A group of Civil Service Organization (CSOs) have expressed the need for government to increase the budgetary allocation to education from the current 12% to at least 15% of the total national budget.
According to the group, Ghana has been implementing the Free Compulsory Universal Basic Education (FCUBE) policy since 2005, with the aim of ensuring all citizens of basic school-going age enroll and complete basic school with relevant learning outcomes without financial barriers.
However, they noted that eighteen years into the implementation of FCUBE, there still exist significant access and quality deficits in the delivery of basic education, the drivers of which impact negatively on the work of teachers and learning outcomes.
The CSOs revealed that per the Ghana Statistical Service, 1 million children aged 4-18 are not in school – representing about 10 per cent of the age cohort. This, it explained, is primarily due to the lack of public basic schools in underserved communities, even as the population increases.
Furthermore, it indicated that at least 2,000 new basic schools are required to absorb the out-of-school children into formal basic schools.

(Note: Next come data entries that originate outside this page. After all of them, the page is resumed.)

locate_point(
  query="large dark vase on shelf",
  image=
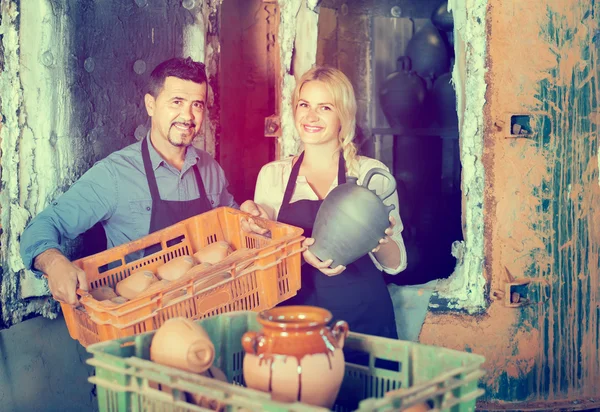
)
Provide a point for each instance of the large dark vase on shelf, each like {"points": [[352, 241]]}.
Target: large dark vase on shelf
{"points": [[402, 96], [442, 18]]}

However, given the current rate of constructing new schools, this may take the next 10 years to accomplish
“The government must increase the budgetary allocation to education from the current 12 per cent to at least 15 per cent of the total national budget, using the supplementary budget window, and prioritize the disbursement of allocated discretionary education budget to increase the low budget execution to at least hundred percent by the end of the current financial year.”
Civil Service Organizations
Furthermore, the CSO’s noted that the anticipated budgetary increment which amounts to over GHC 4.3 billion, should as a matter of urgency and necessity be allocated to augment the hugely underfunded basic education goods and services budgets, and construct about 5,000 schools existing under trees, sheds, and dilapidated structures.
The CSOs which include STAR-Ghana Foundation Action Aid, Africa Education Watch, Ghana CSOs Platform on SDGs, CAMFED, GNAT, GNECC, and CCT World Vision further revealed that the government must develop an emergency infrastructure expansion plan for overcrowded urban and peri-urban schools.
Addressing challenges within Ghana’s basic education
The CSOs highlighted that the Plan must also include a purposive approach to bridging the 25 per cent gap between primary and JHS while providing new schools for underserved communities.
“The government must deploy desks to all the 2.3 million pupils in underserved schools. Partnerships with the Forestry Commission and the private sector should be pursued. The government must discontinue the plan to procure laptops for SHS and ensure that basic schools have the full complement of textbooks.”
Civil Service Organizations
As part its efforts to address challenges within the education, the CSOs recommended that the government must immediately procure textbooks and workbooks in all relevant subjects for all basic school pupils. Instead, they were of the opinion that government must re-introduce the supply of free exercise books to all public basic schools.
“The government must diversify the financing source for the Capitation Grant to include the Annual Budget Funding Amount, which is more reliable, while benchmarking its annual increment with annual inflation data. The government must disburse approved funds for financing arrears and the current cost of feeding in special schools and under the Ghana School Feeding programme. Additional allocations must be made in the 2023 supplementary budget to augment the inadequacies.”
Civil Service Organizations
Moreover, the CSOs emphasized that the government must depoliticize the recruitment of teachers by removing MPs from the
recruitment process and implement the long advocated and recommended 20% allowance for teachers in deprived areas.
Also, it stated that the government must put the secondary education strategy on hold until consultations with teachers and civil society organizations have been held to inform its review and release all arrears on the Capitation Grant to end the imposition of various forms of fees on pupils.
In their view, the Grant must be increased to absorb the cost of utilities, with automatic annual adjustments instituted in line with inflationary trends.